Simeria Dewalt is a mother of four children. Dewalt's two oldest children were struggling academically when they moved into the shelter.Jose A. Alvarado Jr. of NPR hide title
Jose A. Alvarado Jr. of NPR
Duffield says about 68% of students who have experienced homelessness will graduate from high school. Others, home to children living in poverty, graduate from high school about 80% of the time.
"We also know that lack of a high school education or GED is the greatest risk factor associated with becoming homeless in adulthood," says Duffield. "Homelessness disrupts education, but education is key to getting out of homelessness."
Bey completed her GED in 2019 and is currently getting her license as a cosmetologist. The 27-year-old hopes to work in a hair salon while earning her associate's degree.
Sledge says he's a proponent of vocational and HVAC training programs that can teach homeless students the skills they need to work in trades or welding. It allows students to learn how to do a job that can help them earn money.
Body of work, a program that provides free education and professional development to young people aged 16 to 24, is one of Sledge's most popular programs.
"They get housing for one of them, and they can choose between a high school diploma or a career when they're in Job Corp," Sledge says. "They get an allowance — maybe about $25 a week — and at least they have shelter, room and board."
The stigma behind homelessness
Many homeless children and youth also struggle to remain undetected by the system because of the underlying stigma of homelessness.
Simeria Dewalt is the mother of four children between the ages of 16 and 24, all in public schools. She says her older children struggled academically when they first moved into the shelter. The shame of not having a home hurt me more.
"They were more afraid of what people would think and what they would hide when they were going in and out of the shelter," says Dewalt. Lives in Elizabeth, N.J.
She says her oldest son started staying at other people's houses when he was 16 to avoid the shelter. And her daughter followed soon after and started living in a group home when she was 14.
“It really means that the school district and school officials have to be sensitive and also very proactive in outreach, not just using the word homeless, for example,” Duffield says.

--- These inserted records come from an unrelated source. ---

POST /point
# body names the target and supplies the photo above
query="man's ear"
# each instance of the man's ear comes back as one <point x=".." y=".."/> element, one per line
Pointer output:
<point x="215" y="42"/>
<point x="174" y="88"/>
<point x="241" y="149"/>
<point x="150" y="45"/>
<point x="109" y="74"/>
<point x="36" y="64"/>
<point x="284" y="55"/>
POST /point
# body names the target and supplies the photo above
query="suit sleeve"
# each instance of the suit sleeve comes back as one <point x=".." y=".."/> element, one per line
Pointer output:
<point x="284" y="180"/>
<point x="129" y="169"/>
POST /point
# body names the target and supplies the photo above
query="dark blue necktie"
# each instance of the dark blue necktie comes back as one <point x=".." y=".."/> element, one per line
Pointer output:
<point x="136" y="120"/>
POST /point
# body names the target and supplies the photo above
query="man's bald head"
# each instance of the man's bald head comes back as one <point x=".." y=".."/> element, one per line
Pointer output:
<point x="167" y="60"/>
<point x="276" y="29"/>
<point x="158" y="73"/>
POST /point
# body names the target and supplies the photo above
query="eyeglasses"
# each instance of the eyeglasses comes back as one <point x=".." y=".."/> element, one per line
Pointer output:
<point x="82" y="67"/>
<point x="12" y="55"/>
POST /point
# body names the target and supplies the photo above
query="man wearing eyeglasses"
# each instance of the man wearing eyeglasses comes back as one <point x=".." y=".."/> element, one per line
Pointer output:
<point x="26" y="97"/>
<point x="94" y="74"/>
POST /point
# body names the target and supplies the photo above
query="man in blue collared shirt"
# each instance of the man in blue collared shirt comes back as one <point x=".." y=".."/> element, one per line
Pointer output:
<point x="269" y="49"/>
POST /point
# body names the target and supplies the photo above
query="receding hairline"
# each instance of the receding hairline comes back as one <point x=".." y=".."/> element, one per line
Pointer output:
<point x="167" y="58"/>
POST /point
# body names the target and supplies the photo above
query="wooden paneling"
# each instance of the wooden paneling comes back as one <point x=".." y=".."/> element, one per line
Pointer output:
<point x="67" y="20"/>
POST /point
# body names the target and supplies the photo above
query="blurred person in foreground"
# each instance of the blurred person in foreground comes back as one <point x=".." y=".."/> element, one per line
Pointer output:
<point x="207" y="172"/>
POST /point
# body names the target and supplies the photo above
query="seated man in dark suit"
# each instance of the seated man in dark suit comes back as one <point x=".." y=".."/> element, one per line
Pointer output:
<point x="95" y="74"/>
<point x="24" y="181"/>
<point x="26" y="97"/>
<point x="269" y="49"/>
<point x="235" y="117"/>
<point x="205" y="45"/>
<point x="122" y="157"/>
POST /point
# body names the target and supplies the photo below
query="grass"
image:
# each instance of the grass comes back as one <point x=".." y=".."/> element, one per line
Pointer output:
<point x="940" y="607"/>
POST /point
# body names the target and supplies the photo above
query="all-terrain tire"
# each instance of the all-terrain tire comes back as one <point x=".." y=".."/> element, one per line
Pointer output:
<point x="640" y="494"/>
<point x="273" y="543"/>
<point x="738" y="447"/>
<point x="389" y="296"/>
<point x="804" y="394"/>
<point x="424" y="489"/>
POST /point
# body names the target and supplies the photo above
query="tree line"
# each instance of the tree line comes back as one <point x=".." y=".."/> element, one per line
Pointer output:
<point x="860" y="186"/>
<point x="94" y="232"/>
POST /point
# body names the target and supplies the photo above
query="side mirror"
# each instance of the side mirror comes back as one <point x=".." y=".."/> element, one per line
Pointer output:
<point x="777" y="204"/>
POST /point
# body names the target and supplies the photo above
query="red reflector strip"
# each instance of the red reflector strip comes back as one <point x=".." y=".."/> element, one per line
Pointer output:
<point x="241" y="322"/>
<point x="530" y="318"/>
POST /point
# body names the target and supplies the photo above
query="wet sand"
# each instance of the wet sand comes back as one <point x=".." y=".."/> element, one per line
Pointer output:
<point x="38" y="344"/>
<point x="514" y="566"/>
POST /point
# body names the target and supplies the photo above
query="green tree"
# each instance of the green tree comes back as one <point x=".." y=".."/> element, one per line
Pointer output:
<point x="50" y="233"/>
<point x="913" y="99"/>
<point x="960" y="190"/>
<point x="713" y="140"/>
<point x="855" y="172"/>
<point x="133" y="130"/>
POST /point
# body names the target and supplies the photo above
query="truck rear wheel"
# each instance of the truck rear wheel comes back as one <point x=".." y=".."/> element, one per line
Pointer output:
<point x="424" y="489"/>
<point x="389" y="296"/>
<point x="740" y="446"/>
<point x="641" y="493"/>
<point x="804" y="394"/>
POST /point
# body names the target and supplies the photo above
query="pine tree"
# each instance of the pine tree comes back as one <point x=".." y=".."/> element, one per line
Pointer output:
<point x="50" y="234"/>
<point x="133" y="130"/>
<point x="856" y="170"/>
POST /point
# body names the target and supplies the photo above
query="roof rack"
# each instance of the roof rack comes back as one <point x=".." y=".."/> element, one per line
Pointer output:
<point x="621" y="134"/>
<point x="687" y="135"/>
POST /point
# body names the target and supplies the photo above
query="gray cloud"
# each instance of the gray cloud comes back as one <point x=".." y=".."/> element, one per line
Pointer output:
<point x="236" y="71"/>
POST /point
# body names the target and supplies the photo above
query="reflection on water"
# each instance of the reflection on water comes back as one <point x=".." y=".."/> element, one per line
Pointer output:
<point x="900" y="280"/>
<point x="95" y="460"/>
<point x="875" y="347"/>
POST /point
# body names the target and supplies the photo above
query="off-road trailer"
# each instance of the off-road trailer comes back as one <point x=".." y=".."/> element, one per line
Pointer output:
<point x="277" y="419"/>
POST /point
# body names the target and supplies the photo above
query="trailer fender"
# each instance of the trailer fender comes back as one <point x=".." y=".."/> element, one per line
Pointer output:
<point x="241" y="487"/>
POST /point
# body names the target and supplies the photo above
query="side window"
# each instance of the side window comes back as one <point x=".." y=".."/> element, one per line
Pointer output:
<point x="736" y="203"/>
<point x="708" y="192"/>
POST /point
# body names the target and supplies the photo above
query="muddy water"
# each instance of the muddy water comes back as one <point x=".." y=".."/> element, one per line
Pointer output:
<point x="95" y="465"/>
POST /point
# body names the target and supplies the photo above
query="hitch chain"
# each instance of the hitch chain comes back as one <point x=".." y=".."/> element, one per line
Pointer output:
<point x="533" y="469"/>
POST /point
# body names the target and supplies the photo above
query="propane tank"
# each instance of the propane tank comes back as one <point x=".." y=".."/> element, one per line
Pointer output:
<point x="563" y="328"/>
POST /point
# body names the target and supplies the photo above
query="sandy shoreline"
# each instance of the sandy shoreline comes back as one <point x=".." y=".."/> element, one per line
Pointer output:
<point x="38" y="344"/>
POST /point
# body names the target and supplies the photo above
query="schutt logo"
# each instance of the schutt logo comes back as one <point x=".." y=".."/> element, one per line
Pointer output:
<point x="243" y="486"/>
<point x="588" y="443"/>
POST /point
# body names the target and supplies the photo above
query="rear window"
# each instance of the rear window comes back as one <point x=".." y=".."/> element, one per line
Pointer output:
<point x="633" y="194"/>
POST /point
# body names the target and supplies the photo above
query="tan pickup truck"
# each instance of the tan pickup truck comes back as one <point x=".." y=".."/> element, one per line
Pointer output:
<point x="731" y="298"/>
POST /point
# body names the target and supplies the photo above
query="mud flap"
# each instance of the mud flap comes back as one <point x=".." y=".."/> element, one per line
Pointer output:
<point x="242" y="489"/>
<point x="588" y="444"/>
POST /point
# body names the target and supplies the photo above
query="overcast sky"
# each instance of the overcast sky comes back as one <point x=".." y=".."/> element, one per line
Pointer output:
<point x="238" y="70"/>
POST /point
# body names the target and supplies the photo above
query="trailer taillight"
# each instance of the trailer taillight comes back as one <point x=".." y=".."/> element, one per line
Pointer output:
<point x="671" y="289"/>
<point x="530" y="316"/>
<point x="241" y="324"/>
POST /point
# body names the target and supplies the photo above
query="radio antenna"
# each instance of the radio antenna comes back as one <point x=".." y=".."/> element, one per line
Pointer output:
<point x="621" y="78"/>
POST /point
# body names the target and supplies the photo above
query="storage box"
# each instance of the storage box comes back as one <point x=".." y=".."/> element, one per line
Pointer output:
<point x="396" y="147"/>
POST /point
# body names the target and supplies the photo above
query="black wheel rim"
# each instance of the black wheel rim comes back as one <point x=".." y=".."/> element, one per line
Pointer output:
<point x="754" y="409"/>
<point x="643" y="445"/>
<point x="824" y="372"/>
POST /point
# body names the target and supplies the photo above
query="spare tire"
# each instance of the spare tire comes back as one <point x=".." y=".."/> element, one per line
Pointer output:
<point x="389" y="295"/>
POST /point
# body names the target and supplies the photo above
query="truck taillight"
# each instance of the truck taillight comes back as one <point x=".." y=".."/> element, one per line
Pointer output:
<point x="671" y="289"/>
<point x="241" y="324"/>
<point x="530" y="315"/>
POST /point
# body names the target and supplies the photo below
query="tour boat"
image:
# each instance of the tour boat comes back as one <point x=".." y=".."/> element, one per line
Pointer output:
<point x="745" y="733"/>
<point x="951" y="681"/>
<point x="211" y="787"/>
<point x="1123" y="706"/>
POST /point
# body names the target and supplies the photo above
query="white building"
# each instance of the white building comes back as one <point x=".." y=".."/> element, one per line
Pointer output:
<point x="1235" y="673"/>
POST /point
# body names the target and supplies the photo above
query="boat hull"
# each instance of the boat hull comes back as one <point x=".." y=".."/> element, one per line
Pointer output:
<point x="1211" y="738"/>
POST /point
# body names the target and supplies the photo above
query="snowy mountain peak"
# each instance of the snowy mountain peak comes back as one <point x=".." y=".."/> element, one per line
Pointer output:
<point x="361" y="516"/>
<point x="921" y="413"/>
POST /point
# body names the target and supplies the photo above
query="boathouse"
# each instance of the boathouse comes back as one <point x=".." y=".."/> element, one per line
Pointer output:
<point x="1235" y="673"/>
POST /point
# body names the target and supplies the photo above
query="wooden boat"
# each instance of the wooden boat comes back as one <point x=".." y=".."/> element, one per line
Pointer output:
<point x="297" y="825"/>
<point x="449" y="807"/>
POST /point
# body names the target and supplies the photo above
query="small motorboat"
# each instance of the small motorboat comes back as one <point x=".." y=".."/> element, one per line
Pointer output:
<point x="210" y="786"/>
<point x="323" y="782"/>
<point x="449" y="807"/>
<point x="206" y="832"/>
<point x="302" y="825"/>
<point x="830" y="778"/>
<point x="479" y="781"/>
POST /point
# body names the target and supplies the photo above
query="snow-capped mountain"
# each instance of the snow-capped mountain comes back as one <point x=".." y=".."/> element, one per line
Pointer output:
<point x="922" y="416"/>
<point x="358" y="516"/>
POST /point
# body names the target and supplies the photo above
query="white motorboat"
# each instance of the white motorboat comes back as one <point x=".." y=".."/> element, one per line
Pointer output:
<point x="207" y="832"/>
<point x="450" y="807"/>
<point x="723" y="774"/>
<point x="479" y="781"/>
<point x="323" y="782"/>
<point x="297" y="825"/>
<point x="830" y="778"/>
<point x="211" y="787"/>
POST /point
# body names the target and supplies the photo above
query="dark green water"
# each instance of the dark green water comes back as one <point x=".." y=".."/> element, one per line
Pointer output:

Schools should train teachers to spot signs of potential homelessness in students, she says. These usually include students who are frequently absent, students who wear the same clothes, students who hoard food, or change behavior such as withdrawing or acting out.
Simeria Dewalt says her oldest son started staying at other people's homes when he was 16 to avoid the shelter they were staying at. Soon after, the daughter started living in a group home at the age of 14.Jose A. Alvarado Jr. of NPR hide title
Jose A. Alvarado Jr. of NPR
Dewalt is a peer recovery specialist at Prevention Links, a nonprofit organization that provides free recovery services for people with substance abuse disorders. As a support specialist, she believes it would be beneficial for schools and shelters to have counseling sessions with homeless students to learn different ways to communicate with other students about their situation. She says that many children, like hers, do not know how to deal with the doubts that their friends may have at school.
She also says having homeless participants come and share a success story can help students understand that homelessness isn't permanent. Dewalt wants homeless students to understand that this is a situation that many people go through and that they can overcome.
"I was suicidal at one point, but I'm here today, so [I know] there can be a point where you feel like you're breaking," Dewalt says. "But if you have someone to talk to who encourages you and lifts you up, that might change."